Appealing miniature with bright orange color and a wet, glossy luster. Guatomo is an old lead mine that was worked for many years industrially before artisanal specimen collecting was done by a pair of Italian mineral dealers between 1996 and 1998. Both pyromorphite and mimetite do occur from this locality, and it's essentially impossible to know if this is an intermediate member of the solid solution series between the two or just arsenian pyromorphite without proper lab analysis. In my opinion, as far as color and luster go, these pieces rival the great pyro's to come out of the legendary Bunker Hill Mine.

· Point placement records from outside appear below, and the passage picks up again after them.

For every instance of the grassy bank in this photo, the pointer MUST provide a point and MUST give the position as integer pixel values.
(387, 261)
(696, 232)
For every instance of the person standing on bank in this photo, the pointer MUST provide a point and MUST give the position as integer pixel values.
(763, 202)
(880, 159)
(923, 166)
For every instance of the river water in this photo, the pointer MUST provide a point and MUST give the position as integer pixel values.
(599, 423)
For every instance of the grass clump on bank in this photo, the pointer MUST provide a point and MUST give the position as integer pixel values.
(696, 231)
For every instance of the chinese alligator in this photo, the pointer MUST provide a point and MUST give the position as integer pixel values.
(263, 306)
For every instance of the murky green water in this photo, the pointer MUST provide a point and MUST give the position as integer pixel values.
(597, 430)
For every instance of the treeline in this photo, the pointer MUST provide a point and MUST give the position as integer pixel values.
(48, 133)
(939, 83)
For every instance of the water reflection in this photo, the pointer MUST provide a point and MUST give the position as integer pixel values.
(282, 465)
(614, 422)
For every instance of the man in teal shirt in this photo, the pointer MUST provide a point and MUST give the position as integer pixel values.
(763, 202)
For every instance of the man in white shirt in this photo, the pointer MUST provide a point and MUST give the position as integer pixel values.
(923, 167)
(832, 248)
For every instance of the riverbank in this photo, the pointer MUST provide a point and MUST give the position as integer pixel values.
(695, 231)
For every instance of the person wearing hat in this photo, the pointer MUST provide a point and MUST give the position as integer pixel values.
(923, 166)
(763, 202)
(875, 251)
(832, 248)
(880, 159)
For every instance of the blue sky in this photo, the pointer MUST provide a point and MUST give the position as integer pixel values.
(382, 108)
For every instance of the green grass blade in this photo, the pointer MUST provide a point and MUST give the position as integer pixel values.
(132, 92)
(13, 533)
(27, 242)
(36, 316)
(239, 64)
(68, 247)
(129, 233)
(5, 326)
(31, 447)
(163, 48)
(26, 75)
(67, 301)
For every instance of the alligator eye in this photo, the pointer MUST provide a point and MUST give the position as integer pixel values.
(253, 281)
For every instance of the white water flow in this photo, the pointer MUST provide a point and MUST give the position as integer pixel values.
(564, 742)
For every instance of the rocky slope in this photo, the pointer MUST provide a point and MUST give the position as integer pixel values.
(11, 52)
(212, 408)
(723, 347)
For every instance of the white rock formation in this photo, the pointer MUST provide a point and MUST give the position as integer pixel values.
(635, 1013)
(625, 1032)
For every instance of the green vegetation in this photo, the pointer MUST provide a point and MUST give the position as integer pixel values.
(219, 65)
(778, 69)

Do note, the specimen color comes across as more saturated in the photos than in real life, please refer to the video for the most accurate representation.

 

VIDEO

 

MORE INFO

A Pb-Sn skarn deposit formed by granite intrusion into limestone in the southern Thai Peninsula, the Guatomo Mine near Tham Thalu was worked for tin concentrate from the early 1980s until the collapse of world tin prices ended production in 1985. Descending oxidizing fluids reacted with galena in a gossan-dominated supergene zone, precipitating yellow to yellow-orange hexagonal crystals in fractures cutting hydrothermal quartz veins and adjacent altered granite. Števko et al.'s 2020 electron microprobe study confirmed that the mimetite-pyromorphite series is represented across a wide compositional range at Guatomo - from near end-member mimetite through phosphorus-enriched intermediates to true arsenian pyromorphite - making strict species attribution dependent on analysis rather than appearance. Crystals form short prismatic to tabular prisms with excellent luster on gossan and quartz matrix. The deposit is considered one of the world's classic mimetite localities, with the original discovery documented in the mineralogical literature by Bill Pinch in the 1970s following his recognition of properly labeled specimens at a Japanese institution; material has circulated in collections since, though fine crystallized examples remain consistently difficult to source given the mine's limited production window.